Comme c’est souvent le cas avec les opéras de cette époque, mieux vaut oublier ce que l’on sait de l’histoire et de la géographie, pour pouvoir suivre les aventures tourmentées de Vasco de Gama, le célèbre navigateur portugais, et de Sélika, la reine devenue esclave. Sélika conduit chez elle celui qu’elle aime, « dans une île de la côte orientale de l’Afrique », où se trouve « un temple d’architecture indienne » et où officie « le Grand Prêtre de Brahma ».
Truffé d’invraisemblances, le livret d’Eugène Scribe comporte tous les ingrédients qui pouvaient plaire, alors, avec une bonne dose d’exotisme s’ajoutant aux traditionnels conflits sentimentaux, politiques ou religieux.
Meyerbeer avait porté ce projet pendant près de trente ans, et c’est après sa mort, survenue le 2 mai 1864, que L’Africaine, moyennant coupures et changement de titre – l’original était Vasco de Gama –, est finalement créée à l’Opéra de Paris, Salle Le Peletier, le 28 avril 1865. Une soirée de prestige, présidée par l’empereur Napoléon III et l’impératrice Eugénie, et un succès immédiat, dans lequel les sopranos Marie Sass (Sélika) et Marie Battu (Inès), le ténor Emilio Naudin (Vasco de Gama) et le baryton Jean-Baptiste Faure (Nélusko) ont leur part. Et qui se répercute rapidement dans tous les grands théâtres, en France et à l’étranger.

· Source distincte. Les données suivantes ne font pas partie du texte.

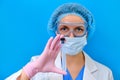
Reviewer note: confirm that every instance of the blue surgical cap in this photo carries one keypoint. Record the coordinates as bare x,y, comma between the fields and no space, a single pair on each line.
71,8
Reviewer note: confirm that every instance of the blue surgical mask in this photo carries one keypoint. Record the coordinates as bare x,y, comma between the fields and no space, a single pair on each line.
73,46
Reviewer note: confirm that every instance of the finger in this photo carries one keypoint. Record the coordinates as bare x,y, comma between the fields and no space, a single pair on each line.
53,44
57,49
61,36
49,42
57,70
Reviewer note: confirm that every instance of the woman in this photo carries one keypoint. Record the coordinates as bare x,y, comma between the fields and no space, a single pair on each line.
75,24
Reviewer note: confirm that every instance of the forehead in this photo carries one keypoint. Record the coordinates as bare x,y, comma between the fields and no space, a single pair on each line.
72,18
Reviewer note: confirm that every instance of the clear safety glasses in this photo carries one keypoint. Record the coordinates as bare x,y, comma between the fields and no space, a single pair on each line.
78,29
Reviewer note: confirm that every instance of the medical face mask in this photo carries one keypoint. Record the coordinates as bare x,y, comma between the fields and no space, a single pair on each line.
72,46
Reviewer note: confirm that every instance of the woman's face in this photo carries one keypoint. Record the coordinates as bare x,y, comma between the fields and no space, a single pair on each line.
72,26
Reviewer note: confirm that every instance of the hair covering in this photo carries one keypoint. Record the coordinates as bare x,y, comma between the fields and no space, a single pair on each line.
75,9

Ainsi, dès le 5 avril 1866, le chef-d’œuvre posthume de Meyerbeer conquiert la scène marseillaise (quatorze représentations consécutives, puis vingt-huit, la saison suivante). L’Africaine y reviendra en force, à plusieurs reprises, et ce durant près d’un siècle, jusqu’à une ultime représentation, le 18 janvier 1964.

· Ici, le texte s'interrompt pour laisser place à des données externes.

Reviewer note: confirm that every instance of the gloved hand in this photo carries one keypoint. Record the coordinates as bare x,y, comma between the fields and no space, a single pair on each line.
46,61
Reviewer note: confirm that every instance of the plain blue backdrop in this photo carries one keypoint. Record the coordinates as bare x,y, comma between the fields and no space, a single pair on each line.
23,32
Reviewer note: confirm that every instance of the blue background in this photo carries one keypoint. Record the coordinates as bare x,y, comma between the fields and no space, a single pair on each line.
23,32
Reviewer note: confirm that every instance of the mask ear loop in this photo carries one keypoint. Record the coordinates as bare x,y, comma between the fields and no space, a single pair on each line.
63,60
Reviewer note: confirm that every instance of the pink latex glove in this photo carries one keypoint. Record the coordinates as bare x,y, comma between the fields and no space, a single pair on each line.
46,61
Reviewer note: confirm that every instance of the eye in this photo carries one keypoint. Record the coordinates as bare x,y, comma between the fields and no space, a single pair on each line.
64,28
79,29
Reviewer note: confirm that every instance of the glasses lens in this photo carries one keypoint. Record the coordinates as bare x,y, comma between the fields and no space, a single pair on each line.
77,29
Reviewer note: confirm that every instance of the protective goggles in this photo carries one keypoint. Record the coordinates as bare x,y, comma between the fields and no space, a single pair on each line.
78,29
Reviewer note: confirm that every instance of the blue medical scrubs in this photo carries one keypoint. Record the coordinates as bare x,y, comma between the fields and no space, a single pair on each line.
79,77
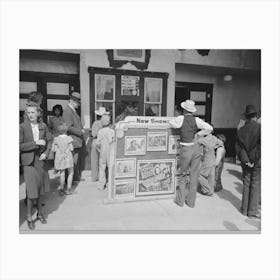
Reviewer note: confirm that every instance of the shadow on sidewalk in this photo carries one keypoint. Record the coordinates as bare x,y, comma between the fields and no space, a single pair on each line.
236,173
229,196
255,223
52,201
239,187
230,226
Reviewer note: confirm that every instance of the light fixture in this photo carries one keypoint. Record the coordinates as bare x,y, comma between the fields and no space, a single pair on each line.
227,78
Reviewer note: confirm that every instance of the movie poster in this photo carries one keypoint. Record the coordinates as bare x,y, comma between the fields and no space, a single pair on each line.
155,177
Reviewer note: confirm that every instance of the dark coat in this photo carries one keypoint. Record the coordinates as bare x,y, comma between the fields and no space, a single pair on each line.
73,121
27,144
248,144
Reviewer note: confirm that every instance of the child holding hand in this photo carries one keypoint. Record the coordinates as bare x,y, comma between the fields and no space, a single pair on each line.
105,138
62,146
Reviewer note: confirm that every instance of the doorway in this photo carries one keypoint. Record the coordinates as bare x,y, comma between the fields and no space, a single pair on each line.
55,88
200,93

Sur la lancée des Huguenots, joués en juin dernier (voir O. M. n° 194 p. 75 de juillet-août 2023), l’Opéra de Marseille met fin, le 3 octobre, à cette longue absence, avec une nouvelle production, dirigée par Nader Abbassi et mise en scène par Charles Roubaud.

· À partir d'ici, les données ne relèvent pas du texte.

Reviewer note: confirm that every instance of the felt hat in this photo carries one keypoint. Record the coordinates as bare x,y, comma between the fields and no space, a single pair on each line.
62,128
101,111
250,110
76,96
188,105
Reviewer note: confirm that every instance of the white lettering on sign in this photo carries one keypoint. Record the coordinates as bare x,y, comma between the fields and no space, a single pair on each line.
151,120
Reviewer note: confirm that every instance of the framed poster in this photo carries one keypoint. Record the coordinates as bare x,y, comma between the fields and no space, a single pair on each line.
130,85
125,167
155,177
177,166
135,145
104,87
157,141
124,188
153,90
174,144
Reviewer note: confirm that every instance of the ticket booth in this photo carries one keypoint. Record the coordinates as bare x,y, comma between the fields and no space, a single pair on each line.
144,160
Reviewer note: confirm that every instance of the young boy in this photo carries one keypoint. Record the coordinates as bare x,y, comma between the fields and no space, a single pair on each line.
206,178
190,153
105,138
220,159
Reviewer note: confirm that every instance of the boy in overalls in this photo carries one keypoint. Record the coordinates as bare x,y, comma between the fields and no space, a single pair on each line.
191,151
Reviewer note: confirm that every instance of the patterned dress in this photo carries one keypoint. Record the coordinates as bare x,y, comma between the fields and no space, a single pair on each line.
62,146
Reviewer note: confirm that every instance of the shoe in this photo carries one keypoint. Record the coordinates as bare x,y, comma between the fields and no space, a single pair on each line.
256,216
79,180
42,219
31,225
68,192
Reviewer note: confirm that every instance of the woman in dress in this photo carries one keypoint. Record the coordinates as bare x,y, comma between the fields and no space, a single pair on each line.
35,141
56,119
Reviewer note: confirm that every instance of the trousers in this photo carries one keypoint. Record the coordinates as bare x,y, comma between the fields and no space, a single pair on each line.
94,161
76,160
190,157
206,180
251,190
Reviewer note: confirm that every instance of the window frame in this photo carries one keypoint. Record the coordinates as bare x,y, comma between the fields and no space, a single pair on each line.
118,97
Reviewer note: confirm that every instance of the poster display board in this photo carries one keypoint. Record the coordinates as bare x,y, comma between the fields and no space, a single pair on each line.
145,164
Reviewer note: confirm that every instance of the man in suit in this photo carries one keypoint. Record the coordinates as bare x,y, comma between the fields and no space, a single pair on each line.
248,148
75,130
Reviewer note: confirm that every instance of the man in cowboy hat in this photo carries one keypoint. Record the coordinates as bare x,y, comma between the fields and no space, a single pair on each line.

Poursuivant son exploration des grandes héroïnes de Meyerbeer, Karine Deshayes troquera les habits de Valentine pour ceux de Sélika, tandis qu’à ses côtés, Hélène Carpentier, Florian Laconi et Jérôme Boutillier se partageront les rôles d’Inès, de Vasco de Gama et de Nélusko.
Aujourd’hui plus que jamais, il est réconfortant de voir que, fidèle à son glorieux passé, l’Opéra de Marseille est toujours là pour défendre, comme elle le mérite, une œuvre d’une complexité et d’une richesse infinies.